Ex Parte Liebeskind et al - Page 4


                 Appeal No.  2005-0971                                                        Page 4                    
                 Application No. 10/114,392                                                                             


                        We find nothing in Hays to indicate that the moderate compressive force is                      
                 measured as a prerequisite to stopping deforming.  Rather, we find that Hays                           
                 merely states the well known fact that if two surfaces are joined together (without                    
                 breaking) there is a moderate compressive force there between.                                         
                        Therefore, we will not sustain the Examiner’s rejection under                                   
                 35 U.S.C. § 102.                                                                                       
                     II.    Whether the Rejection of Claims 29-30, 33-38, 40-41, 46-47, 49-50,                          
                            52-57, 60-65, and 67-68 Under 35 U.S.C. § 103 is proper?                                    
                        It is our view, after consideration of the record before us, that the evidence                  
                 relied upon and the level of skill in the particular art would not have suggested to                   
                 one of ordinary skill in the art the invention as set forth in claims 29-30, 33-38,                    
                 40-41, 46-47, 49-50, 52-57, 60-65, and 67-68.  Accordingly, we reverse.                                
                        In rejecting claims under 35 U.S.C. § 103, the Examiner bears the initial                       
                 burden of establishing a prima facie case of obviousness.  In re Oetiker,                              
                 977 F.2d 1443, 1445, 24 USPQ2d 1443, 1444 (Fed.
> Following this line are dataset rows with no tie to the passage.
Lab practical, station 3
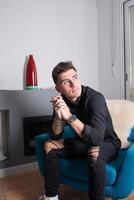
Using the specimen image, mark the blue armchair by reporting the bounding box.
[35,126,134,199]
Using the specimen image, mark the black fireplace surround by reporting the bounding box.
[23,115,52,156]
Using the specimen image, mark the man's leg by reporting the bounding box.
[45,139,89,197]
[45,149,67,197]
[88,142,117,200]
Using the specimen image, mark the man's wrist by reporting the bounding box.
[67,115,77,124]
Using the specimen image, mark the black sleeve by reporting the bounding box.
[82,93,107,145]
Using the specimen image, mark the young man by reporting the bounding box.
[40,62,121,200]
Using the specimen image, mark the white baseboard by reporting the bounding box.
[0,162,38,177]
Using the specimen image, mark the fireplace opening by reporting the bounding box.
[23,116,52,156]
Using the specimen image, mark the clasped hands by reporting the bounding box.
[51,95,71,121]
[44,95,100,160]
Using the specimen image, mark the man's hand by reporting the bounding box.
[52,95,71,121]
[44,140,64,153]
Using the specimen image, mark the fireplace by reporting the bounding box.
[23,116,52,156]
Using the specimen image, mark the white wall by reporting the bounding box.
[0,0,98,90]
[97,0,125,99]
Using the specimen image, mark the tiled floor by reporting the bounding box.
[0,171,134,200]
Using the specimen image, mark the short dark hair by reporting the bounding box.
[52,61,77,84]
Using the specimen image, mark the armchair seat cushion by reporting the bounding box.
[60,150,125,185]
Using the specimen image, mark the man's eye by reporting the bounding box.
[63,80,69,85]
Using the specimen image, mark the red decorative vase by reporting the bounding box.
[26,55,38,90]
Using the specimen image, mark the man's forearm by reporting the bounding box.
[52,118,64,135]
[69,119,84,137]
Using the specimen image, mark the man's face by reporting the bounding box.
[56,69,81,101]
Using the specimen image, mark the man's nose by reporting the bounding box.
[70,80,75,87]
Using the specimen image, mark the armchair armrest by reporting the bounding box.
[108,144,134,198]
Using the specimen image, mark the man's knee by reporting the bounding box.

Cir. 1992).  See also In re                            
                 Piasecki, 745 F.2d 1468, 1472, 223 USPQ 785, 788 (Fed. Cir. 1984).  The                                
                 Examiner can satisfy this burden by showing that some objective teaching in the                        
                 prior art or knowledge generally available to one of ordinary skill in the art                         
                 suggests the claimed subject matter.  In re Fine, 837 F.2d 1071, 1074,                                 
                 5 USPQ2d 1596, 1598 (Fed. Cir. 1988).  Only if this initial burden is met does the                     
                 burden of coming forward with evidence or argument shift to the Appellants.                            
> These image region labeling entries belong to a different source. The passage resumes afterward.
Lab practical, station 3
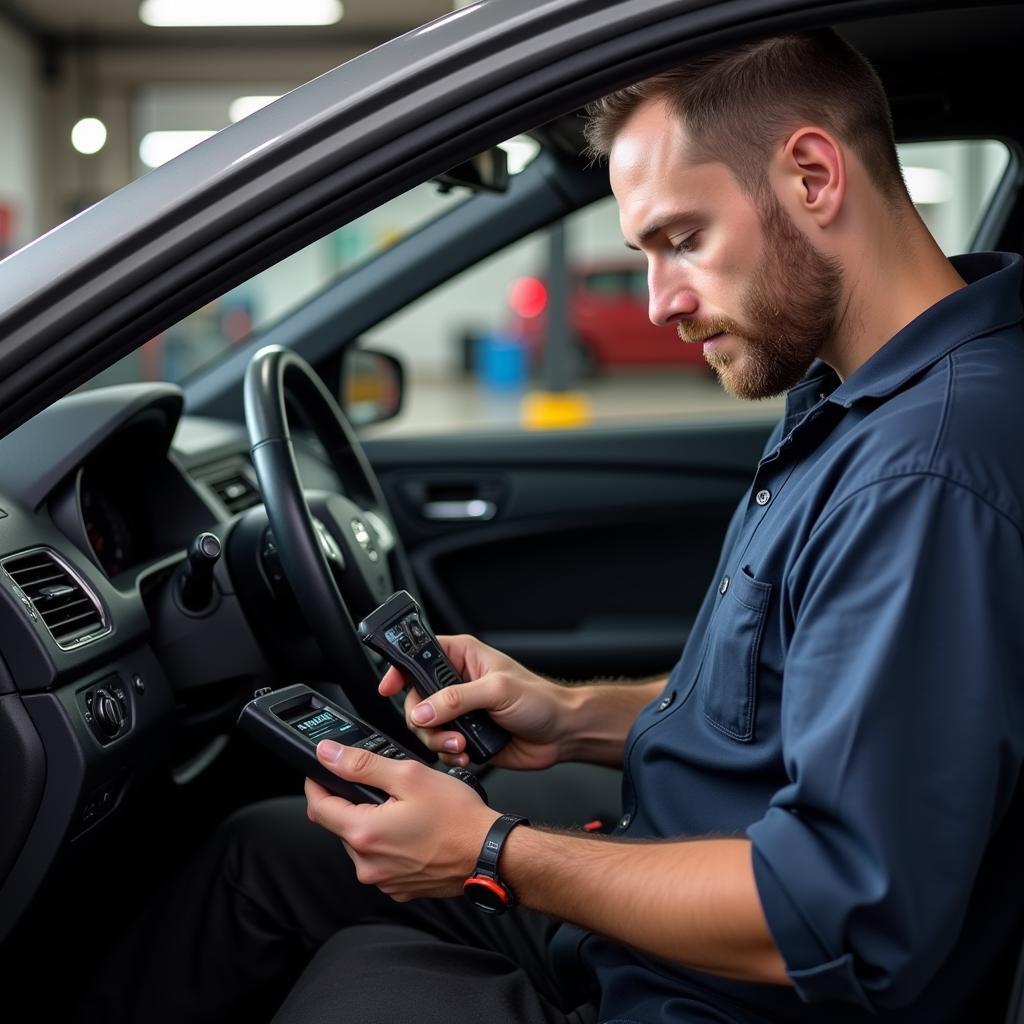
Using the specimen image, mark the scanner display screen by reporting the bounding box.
[289,708,369,746]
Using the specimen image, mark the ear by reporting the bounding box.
[775,128,847,227]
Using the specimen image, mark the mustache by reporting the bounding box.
[676,316,741,345]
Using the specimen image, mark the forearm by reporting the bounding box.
[559,676,668,768]
[501,826,790,984]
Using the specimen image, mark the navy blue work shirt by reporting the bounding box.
[569,253,1024,1024]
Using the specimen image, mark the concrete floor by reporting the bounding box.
[367,368,784,437]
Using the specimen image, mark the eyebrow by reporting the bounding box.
[626,210,702,252]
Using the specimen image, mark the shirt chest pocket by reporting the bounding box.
[700,567,772,742]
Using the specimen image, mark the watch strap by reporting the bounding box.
[473,814,529,881]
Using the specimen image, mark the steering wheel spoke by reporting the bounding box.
[245,345,424,752]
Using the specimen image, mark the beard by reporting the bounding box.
[676,193,843,399]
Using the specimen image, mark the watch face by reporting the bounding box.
[462,876,512,913]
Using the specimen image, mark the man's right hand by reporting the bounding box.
[379,636,572,771]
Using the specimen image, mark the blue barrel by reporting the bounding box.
[476,334,526,391]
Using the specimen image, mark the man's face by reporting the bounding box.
[609,101,842,398]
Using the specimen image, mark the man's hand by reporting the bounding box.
[380,636,574,770]
[305,740,498,902]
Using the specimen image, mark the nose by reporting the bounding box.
[647,262,698,327]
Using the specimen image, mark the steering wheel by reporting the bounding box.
[245,345,420,750]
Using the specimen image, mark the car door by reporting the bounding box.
[367,421,769,679]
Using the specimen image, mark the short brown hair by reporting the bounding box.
[585,29,909,204]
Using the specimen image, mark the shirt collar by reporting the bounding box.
[823,253,1024,409]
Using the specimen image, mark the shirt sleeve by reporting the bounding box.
[749,474,1024,1009]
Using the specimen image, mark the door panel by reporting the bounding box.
[367,422,771,679]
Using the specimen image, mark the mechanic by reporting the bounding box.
[75,24,1024,1024]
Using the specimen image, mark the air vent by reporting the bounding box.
[0,548,110,650]
[207,472,260,514]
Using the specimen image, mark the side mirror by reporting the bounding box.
[434,145,509,193]
[339,348,406,427]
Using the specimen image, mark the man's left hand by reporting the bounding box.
[305,740,499,902]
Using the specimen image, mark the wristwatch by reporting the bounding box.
[462,814,529,913]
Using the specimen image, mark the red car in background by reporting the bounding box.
[508,262,708,374]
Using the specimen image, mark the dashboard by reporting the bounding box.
[0,384,340,941]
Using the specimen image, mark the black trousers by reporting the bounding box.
[74,798,597,1024]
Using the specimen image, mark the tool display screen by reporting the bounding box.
[289,708,369,746]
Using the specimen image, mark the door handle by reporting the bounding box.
[420,498,498,522]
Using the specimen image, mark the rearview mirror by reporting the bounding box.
[434,145,509,193]
[340,348,404,427]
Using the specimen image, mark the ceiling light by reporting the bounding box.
[138,0,344,29]
[138,131,217,167]
[903,167,953,206]
[71,118,106,157]
[227,96,279,122]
                 Oetiker, 977 F.2d at 1445, 24 USPQ2d at 1444.  See also Piasecki, 745 F.2d at                          
                 1472, 223 USPQ at 788.                                                                                 
                        An obviousness analysis commences with a review and consideration of                            
                 all the pertinent evidence and arguments.  “In reviewing the [E]xaminer’s decision                     
                 on appeal, the Board must necessarily weigh all of the evidence and argument.”                         
                 Oetiker, 977 F.2d at 1445, 24 USPQ2d at 1444.  “[T]he Board must not only                              
                 assure that the requisite findings are made, based on evidence of record, but                          
                 must also explain the reasoning by which the findings are deemed to support the                        
                 agency’s conclusion.”  In re Lee, 277 F.3d 1338, 1344, 61 USPQ2d 1430, 1434                            
                 (Fed. Cir. 2002).                                                                                      
                        With respect to claims 29-30, 33-38, 40-41, 46-47, 49-50, 52-57, 60-65,                         
                 and 67-68, all of these claims include the “deforming condition” found in claim 66.                    
                 Our review of these rejections and the answer finds that the Examiner’s                                
                 rejections of these claims fail to correct the deficiency discussed above with                         
                 respect to claim 66.                                                                                   
                        Therefore, the Examiner has not met the initial burden of establishing a                        
                 prima facie case of obviousness, and we will not sustain the Examiner’s                                
                 rejection under 35 U.S.C. § 103.